Blog Post #7: (Episode 7)

Christiaan Huygens

Dutch scientist Christiaan Huygens not only proposed the earliest theory about the nature of light, he also put optics to good use when he turned a telescope toward Saturn and observed that its odd blob-like shape, Galileo had first seen the shape in a telescope and drew it in his notebook as something like ears on the planet, was in fact caused by rings. Working as an astronomer, physicist, mathematician and inventor, Huygens made a number of important contributions to science.

Blog Post #8: (Episode 8)

Einstein’s Theory of Special Relativity

The theory of special relativity was developed by Albert Einstein in 1905, and it forms part of the basis of modern physics. After finishing his work in special relativity, Einstein spent a decade pondering what would happen if one introduced acceleration. This formed the basis of his general relativity, published in 1915.

The theory of special relativity explains how space and time are linked for objects that are moving at a consistent speed in a straight line. One of its most famous aspects concerns objects moving at the speed of light. 

Simply put, as an object approaches the speed of light, its mass becomes infinite and it is unable to go any faster than light travels. This cosmic speed limit has been a subject of much discussion in physics, and even in science fiction, as people think about how to travel across vast distances.

Blog Post #9: (Episode 9)

Edward Kasner

Edward Kasner (April 2, 1878 – January 7, 1955) was a prominent American Mathematician who was appointed Tutor on Mathematics in the Columbia University Mathematics Department. Kasner was the first Jew appointed to a faculty position in the sciences at Columbia University. Subsequently, he became an adjunct professor in 1906, and a full professor in 1910, at the university. Differential Geometry was his main field of study. In addition to introducing the term “googol”, he is known also for the Kasner Metric and the Kasner Polygon.

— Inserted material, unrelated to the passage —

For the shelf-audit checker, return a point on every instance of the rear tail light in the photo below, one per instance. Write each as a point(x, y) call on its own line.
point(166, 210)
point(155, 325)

Blog Post #10: (Episode 10)

Humphry Davy

Sir Humphry Davy was a Cornish chemist best known for his contributions to the discoveries of chlorine and iodine. In 1798, he was appointed chemical superintendent of the Pneumatic Institution to study the therapeutic uses of various gases, after which he made several reports on the effects of inhaling nitrous oxide (laughing gas). On a related front, in 1815, he invented the Davy lamp, which allowed miners to work safely in close contact with flammable gases. Davy was also a charismatic speaker, and his scientific presentations at the Royal Institution of Great Britain were extremely popular among Londoners of the day.